China: Unitalen Representing ALSTOM Won Administrative Lawsuits On Review Of Rejected Trademarks

Last Updated: 17 February 2016
Article by Unitalen Attorneys At Law

ALSTOM is a global leading enterprise in the fields of rail transit, electrical equipment and power transmission infrastructure, well-known for its innovative and environmental technology. ALSTOM, with a presence in over 70 countries and regions throughout the world and with more than 93,500 employees in total, has been participating in Chinese construction for more than 50 years, and is a long-term reliable partner of China in the fields of rail transit, electrical equipment and power transmission infrastructure.

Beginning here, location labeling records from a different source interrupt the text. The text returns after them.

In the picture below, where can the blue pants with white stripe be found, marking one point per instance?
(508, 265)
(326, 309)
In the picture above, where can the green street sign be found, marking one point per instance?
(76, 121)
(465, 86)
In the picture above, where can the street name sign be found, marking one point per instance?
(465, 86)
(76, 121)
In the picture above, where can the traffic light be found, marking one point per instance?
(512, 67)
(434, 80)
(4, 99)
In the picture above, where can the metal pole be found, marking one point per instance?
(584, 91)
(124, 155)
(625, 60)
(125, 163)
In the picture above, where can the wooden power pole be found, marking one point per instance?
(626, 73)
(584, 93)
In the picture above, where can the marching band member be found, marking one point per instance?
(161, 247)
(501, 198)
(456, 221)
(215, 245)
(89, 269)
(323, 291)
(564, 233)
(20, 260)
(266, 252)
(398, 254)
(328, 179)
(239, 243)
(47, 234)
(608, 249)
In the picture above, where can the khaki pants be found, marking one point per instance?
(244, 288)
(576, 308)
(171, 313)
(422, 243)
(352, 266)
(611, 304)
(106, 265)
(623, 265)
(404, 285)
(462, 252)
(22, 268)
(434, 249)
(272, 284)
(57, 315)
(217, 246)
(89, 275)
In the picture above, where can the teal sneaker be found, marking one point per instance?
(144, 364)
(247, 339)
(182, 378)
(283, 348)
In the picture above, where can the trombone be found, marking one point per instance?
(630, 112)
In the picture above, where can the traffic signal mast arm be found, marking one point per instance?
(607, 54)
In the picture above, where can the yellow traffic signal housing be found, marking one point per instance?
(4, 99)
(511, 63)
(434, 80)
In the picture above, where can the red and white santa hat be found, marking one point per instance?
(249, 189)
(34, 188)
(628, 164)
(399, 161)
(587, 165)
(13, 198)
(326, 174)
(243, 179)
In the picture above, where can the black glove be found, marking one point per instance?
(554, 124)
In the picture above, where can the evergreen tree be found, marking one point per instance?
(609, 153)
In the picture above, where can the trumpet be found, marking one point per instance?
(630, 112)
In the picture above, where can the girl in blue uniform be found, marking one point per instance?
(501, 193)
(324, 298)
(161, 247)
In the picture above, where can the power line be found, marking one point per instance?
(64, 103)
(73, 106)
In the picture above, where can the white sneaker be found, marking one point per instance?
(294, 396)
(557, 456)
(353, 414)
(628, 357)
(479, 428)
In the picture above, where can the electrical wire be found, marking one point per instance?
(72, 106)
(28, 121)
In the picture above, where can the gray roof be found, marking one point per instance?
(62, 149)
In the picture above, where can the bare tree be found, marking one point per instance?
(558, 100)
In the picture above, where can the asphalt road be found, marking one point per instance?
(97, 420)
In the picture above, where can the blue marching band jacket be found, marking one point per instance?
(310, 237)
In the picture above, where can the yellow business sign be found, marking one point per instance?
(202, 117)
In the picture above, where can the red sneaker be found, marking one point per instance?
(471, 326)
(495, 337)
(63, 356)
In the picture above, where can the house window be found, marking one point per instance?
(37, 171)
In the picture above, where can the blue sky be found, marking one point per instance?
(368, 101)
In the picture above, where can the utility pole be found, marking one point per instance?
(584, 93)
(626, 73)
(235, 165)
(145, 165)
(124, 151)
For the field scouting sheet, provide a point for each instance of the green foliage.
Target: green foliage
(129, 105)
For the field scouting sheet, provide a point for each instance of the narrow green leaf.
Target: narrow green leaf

ALSTOM has applied for international registration of trademarks No. 1147882 "Designing fluidity" (English) and No. 1147880 "Concevior la fluidite" (French), and requested extension of territorial protection with China Trademark Office. China Trademark Office (CTMO) as well as Trademark Review and Adjudication Board (TRAB) both believed that the trademarks at dispute were composed of common advertising expressions and descriptive words that would not be recognized by consumers as trademarks and distinguish the origin of goods or services. They were refused for protection due to lack of distinctiveness. Dissatisfied with the decisions, ALSTOM further entrusted Unitalen to institute administrative lawsuits against TRAB at Beijing Intellectual Property Court with respect to the trademarks at dispute.

Based on professional practice in trademark application and profound understanding of administrative lawsuit proceedings, Unitalen's team of attorneys and agents put forward the following grounds at the lawsuit stage:

1. Judgment on distinctiveness of trademarks in foreign language should take into account of both the objective meaning and the cognitive ability of relevant public;

2. Objective meaning of trademarks was not directly descriptive with respect to the designated goods and services, and the trademarks are not devoid of distinctiveness;

3. There is no evidence to support TRAB's conclusion that the disputed trademarks had become advertising expressions, and;

4. The disputed trademarks had been approved for registration in other English- and French-speaking countries, sufficient to support that the trademarks were distinctive enough for registration.

After hearing, Beijing Intellectual Property Court has accepted Unitalen's grounds and expressed their opinions as follow:

  • The disputed trademarks are not devoid of distinctiveness with respect to the designated goods and services (relative distinctiveness), and are not devoid of distinctiveness with respect to any goods and services (absolute distinctiveness).
  • As far as relative distinctiveness is concerned, the Court analyzed from the legislative intent in Article 11 of Trademark Act that the distinctiveness, on one hand, requires that a trademark has the identification effect for consumers to distinguish the origins of goods and services, and on the other hand, should avoid affecting the fair use of descriptive marks by the businesses of the same industry. For the trademark in French language for which the consumers do not have the cognitive ability, if the businesses of the same industry do not use the mark to describe the designated goods and services in the daily operating activities, it is improper to judge the distinctiveness only based on the objective meaning of trademark. Even if the objective meaning of a trademark in English or French is taken into account, the trademark is not directly descriptive with respect to the designated goods and services. Therefore, the disputed trademarks were distinctive with respect to the designated goods and services.
  • With respect to the issue of absolute distinctiveness, the Court expressively pointed out that in general it should be taken into account whether the visual expression of the mark is in conformance with the general cognition of a trademark by relevant public. If not, the trademark is not distinctive with respect to any commodity or service, e.g. advertising expression, because relevant public generally will not identify an advertising expression as a trademark. The appearance expression of the disputed trademarks is in conformance with the general cognition of relevant public for a word trademark, and is not in conformance with the general cognition of relevant public for an advertising expression. Therefore, it is improper for TRAB to decide that the disputed trademarks were not distinctive.

Accordingly, Beijing Intellectual Property Court judged that the decisions made by TRAB should be fully revoked and shall be re-made.

[Attorney's comment] This series of administrative lawsuits has included in-depth analysis of and reasoning on the judgment of distinctiveness of trademarks in foreign languages. In particular it explicitly indicates that "a trademark has objective meaning ≠ it lacks distinctiveness", which has provided guiding significance to the application of Article 11(1)(iii) of Trademark Law.

The content of this article is intended to provide a general guide to the subject matter. Specialist advice should be sought about your specific circumstances.